At present, companies record only the immediate legal owners of their shares, but now they must maintain a register of anybody who has “significant control” over the company. Companies should be aware that non-compliance with the new regulations can lead to criminal sanctions against the company itself and/or its directors.

 

The PSC or “persons with significant control” register is a new statutory register which companies and limited liability partnerships (“LLPs”) are required to keep. Anyone, whether a holding company or an individual, who ultimately owns or controls more than 25% of a company’s shares or voting rights, or who otherwise exercises control over a company or its management, must be listed on that company’s register. A copy of the register must be filed at Companies House.

 

Under the new regime there will be an obligation on companies to look through the legal owners and to identify relevant persons who ultimately have significant control of the company. The requirement is to ‘take reasonable steps to identify’ every person who has, directly or indirectly, significant control over the company. Although not exhaustive, reasonable steps will include considering all documents and information already available to the company and any interests in the company’s shares held by individuals, legal entities, trusts or firms.

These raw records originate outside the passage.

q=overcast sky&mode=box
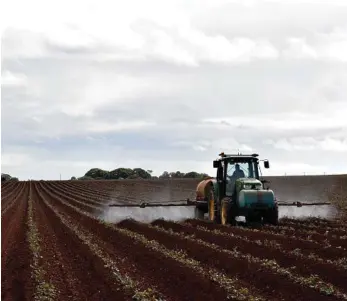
[1,0,347,180]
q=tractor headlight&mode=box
[243,184,262,190]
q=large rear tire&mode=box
[207,186,220,223]
[220,199,235,225]
[220,200,228,225]
[208,198,215,222]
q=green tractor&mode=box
[108,152,332,224]
[194,152,278,225]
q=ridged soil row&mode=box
[1,182,33,301]
[186,219,346,261]
[27,181,57,300]
[1,181,18,199]
[278,223,347,236]
[38,182,247,301]
[280,217,346,226]
[261,225,347,249]
[279,219,347,232]
[150,219,347,297]
[42,182,103,215]
[32,182,136,301]
[60,181,142,205]
[59,181,111,199]
[48,181,106,207]
[1,182,26,216]
[64,180,121,195]
[263,223,347,236]
[121,218,338,301]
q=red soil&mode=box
[2,179,346,301]
[186,219,345,261]
[1,183,33,301]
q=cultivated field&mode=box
[2,179,347,301]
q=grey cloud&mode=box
[2,1,347,179]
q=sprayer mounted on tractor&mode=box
[109,152,332,225]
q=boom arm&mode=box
[277,201,331,207]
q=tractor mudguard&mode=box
[196,178,218,202]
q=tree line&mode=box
[1,173,19,182]
[72,168,210,180]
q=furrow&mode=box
[1,182,33,301]
[150,220,347,300]
[33,182,136,301]
[38,182,235,301]
[186,219,346,261]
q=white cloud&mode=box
[267,137,347,152]
[283,38,318,59]
[1,71,28,87]
[87,121,157,133]
[2,0,347,179]
[283,27,347,62]
[266,162,328,176]
[1,153,33,167]
[203,106,347,131]
[320,138,347,152]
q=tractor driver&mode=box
[232,164,245,179]
[226,163,246,196]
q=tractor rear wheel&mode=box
[220,200,229,225]
[220,199,237,225]
[208,198,215,221]
[207,187,220,223]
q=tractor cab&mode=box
[213,152,270,203]
[194,152,277,225]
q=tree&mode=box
[159,171,170,178]
[79,167,210,180]
[133,168,151,179]
[169,171,185,178]
[71,176,77,180]
[85,168,109,179]
[184,171,210,178]
[109,168,134,179]
[183,172,199,178]
[1,173,18,182]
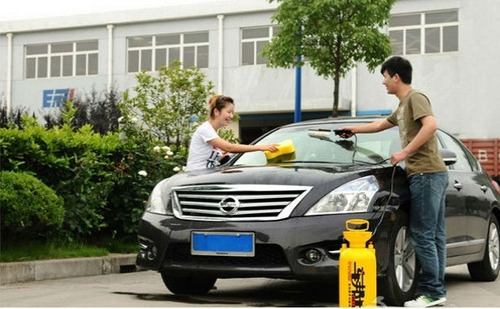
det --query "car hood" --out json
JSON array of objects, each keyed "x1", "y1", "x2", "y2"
[
  {"x1": 169, "y1": 163, "x2": 379, "y2": 188},
  {"x1": 159, "y1": 163, "x2": 391, "y2": 218}
]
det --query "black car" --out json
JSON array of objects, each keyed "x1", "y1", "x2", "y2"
[{"x1": 136, "y1": 117, "x2": 500, "y2": 305}]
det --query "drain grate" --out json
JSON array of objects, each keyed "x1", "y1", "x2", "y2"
[{"x1": 120, "y1": 264, "x2": 137, "y2": 273}]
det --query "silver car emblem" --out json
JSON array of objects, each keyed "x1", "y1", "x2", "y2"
[{"x1": 219, "y1": 196, "x2": 240, "y2": 215}]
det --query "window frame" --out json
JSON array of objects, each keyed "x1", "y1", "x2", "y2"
[
  {"x1": 240, "y1": 25, "x2": 279, "y2": 66},
  {"x1": 126, "y1": 31, "x2": 209, "y2": 73},
  {"x1": 437, "y1": 130, "x2": 479, "y2": 173},
  {"x1": 24, "y1": 40, "x2": 98, "y2": 79},
  {"x1": 388, "y1": 10, "x2": 459, "y2": 56}
]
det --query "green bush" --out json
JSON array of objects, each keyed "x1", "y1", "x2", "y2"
[
  {"x1": 0, "y1": 171, "x2": 64, "y2": 240},
  {"x1": 105, "y1": 139, "x2": 186, "y2": 236},
  {"x1": 0, "y1": 119, "x2": 121, "y2": 241},
  {"x1": 0, "y1": 114, "x2": 185, "y2": 241},
  {"x1": 1, "y1": 63, "x2": 215, "y2": 245}
]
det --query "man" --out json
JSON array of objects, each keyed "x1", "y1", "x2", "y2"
[{"x1": 342, "y1": 56, "x2": 448, "y2": 307}]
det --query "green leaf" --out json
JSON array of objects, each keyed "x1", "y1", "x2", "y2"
[{"x1": 264, "y1": 0, "x2": 396, "y2": 117}]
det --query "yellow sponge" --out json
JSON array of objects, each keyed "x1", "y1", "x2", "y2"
[{"x1": 264, "y1": 139, "x2": 295, "y2": 160}]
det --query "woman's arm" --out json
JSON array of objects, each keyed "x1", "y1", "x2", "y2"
[{"x1": 209, "y1": 138, "x2": 278, "y2": 153}]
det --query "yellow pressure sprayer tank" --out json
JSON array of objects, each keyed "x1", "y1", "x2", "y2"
[{"x1": 339, "y1": 219, "x2": 377, "y2": 307}]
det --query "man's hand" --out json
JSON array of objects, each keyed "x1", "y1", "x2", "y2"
[
  {"x1": 337, "y1": 128, "x2": 355, "y2": 138},
  {"x1": 390, "y1": 149, "x2": 409, "y2": 165}
]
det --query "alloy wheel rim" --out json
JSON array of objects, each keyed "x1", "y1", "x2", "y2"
[
  {"x1": 488, "y1": 221, "x2": 499, "y2": 271},
  {"x1": 394, "y1": 226, "x2": 416, "y2": 292}
]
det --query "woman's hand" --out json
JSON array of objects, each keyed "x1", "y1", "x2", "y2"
[{"x1": 260, "y1": 144, "x2": 279, "y2": 152}]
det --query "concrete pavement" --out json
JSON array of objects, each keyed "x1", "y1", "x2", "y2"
[
  {"x1": 1, "y1": 265, "x2": 499, "y2": 307},
  {"x1": 0, "y1": 253, "x2": 137, "y2": 285}
]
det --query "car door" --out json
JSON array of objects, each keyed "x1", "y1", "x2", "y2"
[{"x1": 437, "y1": 131, "x2": 491, "y2": 256}]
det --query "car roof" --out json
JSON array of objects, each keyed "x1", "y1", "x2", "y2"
[{"x1": 279, "y1": 116, "x2": 385, "y2": 128}]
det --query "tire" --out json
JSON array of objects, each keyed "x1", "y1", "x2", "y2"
[
  {"x1": 161, "y1": 272, "x2": 217, "y2": 295},
  {"x1": 467, "y1": 215, "x2": 500, "y2": 281},
  {"x1": 379, "y1": 211, "x2": 419, "y2": 306}
]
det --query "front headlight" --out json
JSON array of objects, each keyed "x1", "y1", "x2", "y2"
[
  {"x1": 146, "y1": 180, "x2": 172, "y2": 215},
  {"x1": 305, "y1": 175, "x2": 379, "y2": 215}
]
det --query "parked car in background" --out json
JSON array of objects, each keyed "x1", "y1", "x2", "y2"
[{"x1": 136, "y1": 117, "x2": 500, "y2": 306}]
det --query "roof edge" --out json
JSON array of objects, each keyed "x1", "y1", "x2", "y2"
[{"x1": 1, "y1": 0, "x2": 278, "y2": 34}]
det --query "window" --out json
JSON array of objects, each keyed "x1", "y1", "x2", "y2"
[
  {"x1": 127, "y1": 32, "x2": 209, "y2": 73},
  {"x1": 438, "y1": 131, "x2": 476, "y2": 172},
  {"x1": 241, "y1": 26, "x2": 279, "y2": 66},
  {"x1": 25, "y1": 40, "x2": 98, "y2": 79},
  {"x1": 388, "y1": 10, "x2": 458, "y2": 55}
]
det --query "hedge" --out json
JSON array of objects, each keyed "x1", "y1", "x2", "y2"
[
  {"x1": 0, "y1": 121, "x2": 183, "y2": 242},
  {"x1": 0, "y1": 171, "x2": 64, "y2": 240}
]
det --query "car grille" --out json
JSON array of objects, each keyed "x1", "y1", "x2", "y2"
[{"x1": 172, "y1": 184, "x2": 312, "y2": 221}]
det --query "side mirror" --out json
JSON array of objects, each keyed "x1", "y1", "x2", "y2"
[{"x1": 440, "y1": 149, "x2": 457, "y2": 166}]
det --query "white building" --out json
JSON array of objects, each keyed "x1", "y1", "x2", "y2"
[{"x1": 1, "y1": 0, "x2": 499, "y2": 142}]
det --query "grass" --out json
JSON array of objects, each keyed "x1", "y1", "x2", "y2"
[{"x1": 0, "y1": 238, "x2": 139, "y2": 263}]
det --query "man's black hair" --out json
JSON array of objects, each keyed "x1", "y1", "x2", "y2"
[{"x1": 380, "y1": 56, "x2": 412, "y2": 84}]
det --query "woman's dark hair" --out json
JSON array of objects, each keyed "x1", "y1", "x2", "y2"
[
  {"x1": 380, "y1": 56, "x2": 413, "y2": 84},
  {"x1": 208, "y1": 95, "x2": 234, "y2": 119}
]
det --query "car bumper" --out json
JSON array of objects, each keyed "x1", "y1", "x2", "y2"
[{"x1": 136, "y1": 211, "x2": 389, "y2": 280}]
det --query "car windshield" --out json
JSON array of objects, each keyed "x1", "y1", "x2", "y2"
[{"x1": 233, "y1": 122, "x2": 401, "y2": 166}]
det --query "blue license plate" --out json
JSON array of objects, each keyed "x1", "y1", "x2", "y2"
[{"x1": 191, "y1": 232, "x2": 255, "y2": 257}]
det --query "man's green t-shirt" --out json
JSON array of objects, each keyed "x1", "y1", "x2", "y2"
[{"x1": 386, "y1": 89, "x2": 446, "y2": 177}]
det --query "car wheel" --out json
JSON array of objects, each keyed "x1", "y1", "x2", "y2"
[
  {"x1": 379, "y1": 211, "x2": 419, "y2": 306},
  {"x1": 161, "y1": 272, "x2": 217, "y2": 295},
  {"x1": 467, "y1": 215, "x2": 500, "y2": 281}
]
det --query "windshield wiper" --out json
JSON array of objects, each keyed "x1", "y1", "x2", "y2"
[{"x1": 353, "y1": 158, "x2": 391, "y2": 165}]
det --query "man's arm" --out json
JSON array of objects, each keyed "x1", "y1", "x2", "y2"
[
  {"x1": 390, "y1": 115, "x2": 437, "y2": 165},
  {"x1": 342, "y1": 118, "x2": 394, "y2": 136}
]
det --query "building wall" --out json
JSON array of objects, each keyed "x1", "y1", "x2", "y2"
[
  {"x1": 356, "y1": 0, "x2": 500, "y2": 139},
  {"x1": 6, "y1": 26, "x2": 109, "y2": 117},
  {"x1": 1, "y1": 0, "x2": 499, "y2": 139}
]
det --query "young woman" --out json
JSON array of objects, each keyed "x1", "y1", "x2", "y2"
[{"x1": 185, "y1": 95, "x2": 278, "y2": 171}]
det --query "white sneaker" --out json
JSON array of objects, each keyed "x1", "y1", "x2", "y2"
[{"x1": 404, "y1": 295, "x2": 446, "y2": 307}]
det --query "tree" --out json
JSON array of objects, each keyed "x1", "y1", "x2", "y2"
[
  {"x1": 43, "y1": 88, "x2": 121, "y2": 134},
  {"x1": 263, "y1": 0, "x2": 395, "y2": 117},
  {"x1": 119, "y1": 61, "x2": 214, "y2": 146}
]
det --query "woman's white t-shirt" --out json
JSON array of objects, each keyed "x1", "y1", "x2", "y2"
[{"x1": 185, "y1": 121, "x2": 222, "y2": 171}]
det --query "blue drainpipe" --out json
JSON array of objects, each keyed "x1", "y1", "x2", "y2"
[{"x1": 294, "y1": 55, "x2": 302, "y2": 123}]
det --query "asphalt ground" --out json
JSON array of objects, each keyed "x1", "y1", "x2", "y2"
[{"x1": 1, "y1": 260, "x2": 499, "y2": 307}]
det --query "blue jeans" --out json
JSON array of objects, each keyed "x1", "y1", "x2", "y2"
[{"x1": 409, "y1": 171, "x2": 448, "y2": 298}]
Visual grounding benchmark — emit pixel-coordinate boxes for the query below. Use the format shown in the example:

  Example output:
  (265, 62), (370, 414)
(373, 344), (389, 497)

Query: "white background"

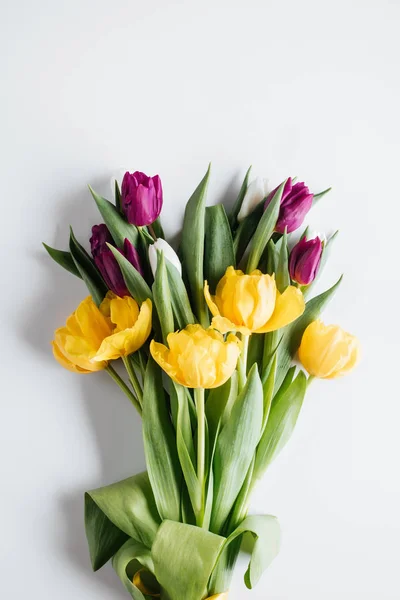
(1, 1), (399, 598)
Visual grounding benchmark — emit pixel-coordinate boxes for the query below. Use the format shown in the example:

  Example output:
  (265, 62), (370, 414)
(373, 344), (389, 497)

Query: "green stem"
(122, 356), (144, 407)
(106, 365), (142, 416)
(238, 334), (250, 391)
(194, 387), (205, 527)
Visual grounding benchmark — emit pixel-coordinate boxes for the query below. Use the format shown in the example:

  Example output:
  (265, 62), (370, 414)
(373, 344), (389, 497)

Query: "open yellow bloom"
(52, 296), (113, 373)
(150, 324), (241, 389)
(299, 320), (360, 379)
(92, 293), (152, 362)
(204, 266), (305, 334)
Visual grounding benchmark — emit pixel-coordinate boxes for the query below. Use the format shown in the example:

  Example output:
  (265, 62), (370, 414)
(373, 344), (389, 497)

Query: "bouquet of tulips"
(44, 166), (360, 600)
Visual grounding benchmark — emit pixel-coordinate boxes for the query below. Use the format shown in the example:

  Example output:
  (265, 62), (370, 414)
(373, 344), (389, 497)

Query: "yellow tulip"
(150, 324), (241, 389)
(52, 296), (113, 373)
(92, 293), (152, 362)
(204, 266), (305, 335)
(298, 320), (360, 379)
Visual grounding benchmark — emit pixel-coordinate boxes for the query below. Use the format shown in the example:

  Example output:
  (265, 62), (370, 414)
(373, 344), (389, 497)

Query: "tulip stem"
(122, 356), (144, 407)
(106, 365), (142, 416)
(194, 387), (205, 527)
(238, 334), (250, 390)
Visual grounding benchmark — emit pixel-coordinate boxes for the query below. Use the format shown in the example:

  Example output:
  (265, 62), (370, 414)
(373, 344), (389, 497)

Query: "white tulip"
(149, 238), (182, 277)
(237, 177), (270, 223)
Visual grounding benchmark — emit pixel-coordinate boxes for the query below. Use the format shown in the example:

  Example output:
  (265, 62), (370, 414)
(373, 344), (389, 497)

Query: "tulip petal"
(52, 341), (92, 373)
(204, 281), (221, 318)
(93, 299), (152, 361)
(255, 286), (305, 333)
(109, 295), (140, 332)
(211, 316), (251, 335)
(150, 340), (183, 384)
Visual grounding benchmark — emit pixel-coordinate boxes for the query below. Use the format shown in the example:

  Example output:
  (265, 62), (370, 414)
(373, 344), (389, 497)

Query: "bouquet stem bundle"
(44, 166), (359, 599)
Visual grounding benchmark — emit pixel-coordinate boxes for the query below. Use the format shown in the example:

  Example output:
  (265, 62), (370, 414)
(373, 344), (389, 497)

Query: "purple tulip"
(289, 235), (323, 285)
(265, 177), (313, 233)
(90, 224), (143, 297)
(121, 171), (163, 226)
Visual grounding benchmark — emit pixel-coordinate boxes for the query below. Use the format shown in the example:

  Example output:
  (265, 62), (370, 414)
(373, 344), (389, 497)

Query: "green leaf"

Companies should also consider whether there is evidence of any rights that might ultimately be controlled by the same person or connected persons, such as a husband and wife.

 

The PSC register will be available for public inspection and will be searchable online via Companies House. The key implementation dates are:

  • a PSC register must be kept by the company or the LLP from 6 April 2016 on its statutory books; and 
  • the PSC information must be filed with Companies House from 30 June 2016.